If you are a regular visitor to our blog, you probably noticed a big gap this year in posting. The daily practice of writing was difficult to maintain with different life and work circumstances. When I decided to start up again, I was worried that getting back into the rhythm would be challenging. To my surprise, it came as quickly as getting back on a bike after years of not riding.
“You never forget how to ride a bike.” The adage is relatively accurate. Find someone who used to ride all the time as a child but hasn’t in 20 years, and they will struggle for a very short time before riding like an old pro.
It occurred to me that you never forget to ride a bike because you do it so much when you are young that the muscle memory solidifies in your mind and body. In other words, it becomes a habit.
Habit: a settled or regular tendency or practice.
Without trying to, I made writing and posting a habit as well.

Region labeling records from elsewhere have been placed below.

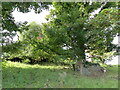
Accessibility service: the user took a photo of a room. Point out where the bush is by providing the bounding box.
[22,59,30,64]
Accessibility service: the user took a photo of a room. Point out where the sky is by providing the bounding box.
[12,10,118,65]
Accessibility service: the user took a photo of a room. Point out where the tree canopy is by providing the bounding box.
[2,2,119,63]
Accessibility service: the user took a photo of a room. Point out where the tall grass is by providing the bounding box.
[2,61,118,88]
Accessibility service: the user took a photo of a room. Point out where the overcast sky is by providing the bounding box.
[12,10,118,64]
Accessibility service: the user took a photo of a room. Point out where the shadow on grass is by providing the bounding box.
[2,61,118,88]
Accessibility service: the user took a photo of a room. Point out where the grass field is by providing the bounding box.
[2,61,118,88]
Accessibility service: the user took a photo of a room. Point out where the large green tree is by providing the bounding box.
[45,2,118,61]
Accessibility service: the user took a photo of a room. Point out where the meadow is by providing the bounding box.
[2,61,118,88]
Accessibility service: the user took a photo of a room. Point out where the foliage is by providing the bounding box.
[3,2,119,63]
[2,61,118,88]
[44,2,119,63]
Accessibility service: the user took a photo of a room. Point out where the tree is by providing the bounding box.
[1,2,50,44]
[45,2,118,61]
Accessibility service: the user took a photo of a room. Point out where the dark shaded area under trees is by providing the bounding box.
[2,2,119,70]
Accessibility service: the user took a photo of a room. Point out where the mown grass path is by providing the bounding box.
[2,61,118,88]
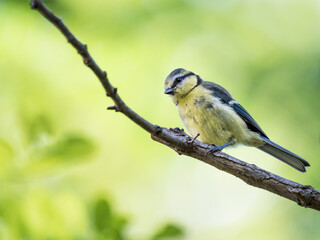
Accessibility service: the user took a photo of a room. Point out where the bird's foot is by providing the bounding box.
[187,133,200,145]
[206,141,234,155]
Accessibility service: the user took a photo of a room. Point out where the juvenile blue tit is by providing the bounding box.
[164,68,310,172]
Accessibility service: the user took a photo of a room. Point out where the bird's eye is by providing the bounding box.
[176,77,183,83]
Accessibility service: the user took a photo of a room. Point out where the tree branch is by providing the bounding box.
[30,0,320,211]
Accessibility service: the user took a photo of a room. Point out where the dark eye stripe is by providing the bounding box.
[172,72,194,87]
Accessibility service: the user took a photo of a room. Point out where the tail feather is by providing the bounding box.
[259,136,310,172]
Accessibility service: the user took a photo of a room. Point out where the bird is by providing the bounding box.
[164,68,310,172]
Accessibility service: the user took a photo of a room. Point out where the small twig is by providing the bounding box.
[187,133,200,145]
[30,0,320,211]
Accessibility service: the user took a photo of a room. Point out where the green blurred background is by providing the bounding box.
[0,0,320,240]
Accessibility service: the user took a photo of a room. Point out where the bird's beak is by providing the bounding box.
[164,88,174,95]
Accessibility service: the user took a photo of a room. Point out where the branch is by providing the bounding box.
[30,0,320,211]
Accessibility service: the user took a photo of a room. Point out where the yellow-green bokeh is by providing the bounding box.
[0,0,320,240]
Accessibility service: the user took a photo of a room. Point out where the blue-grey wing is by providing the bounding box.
[201,81,269,139]
[230,101,269,139]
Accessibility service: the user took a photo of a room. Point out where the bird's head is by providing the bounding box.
[164,68,201,99]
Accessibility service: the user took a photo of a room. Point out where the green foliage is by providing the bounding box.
[0,0,320,240]
[151,224,184,240]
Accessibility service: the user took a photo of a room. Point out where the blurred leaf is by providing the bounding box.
[43,134,95,161]
[0,139,14,162]
[94,199,112,233]
[151,223,184,240]
[25,114,53,142]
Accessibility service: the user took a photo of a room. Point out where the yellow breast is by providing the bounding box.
[177,86,258,145]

It was so routine that the practice became muscle memory. So even after months off, the return felt natural. For some reason, this came as a surprise to me. It got me thinking about what other tasks, goals, and creative work I can make a habit of.
It can be challenging to form good habits, but it is worth the effort. Maybe you need to expand your view of what you can habitualize. Perhaps you must work on developing good habits, so you never forget how to do them.
If you are interested in diving deeper, I highly recommend James Clear’s excellent “Atomic Habits.” It is a massive best-seller for a reason. It is easy to digest and contains excellent advice.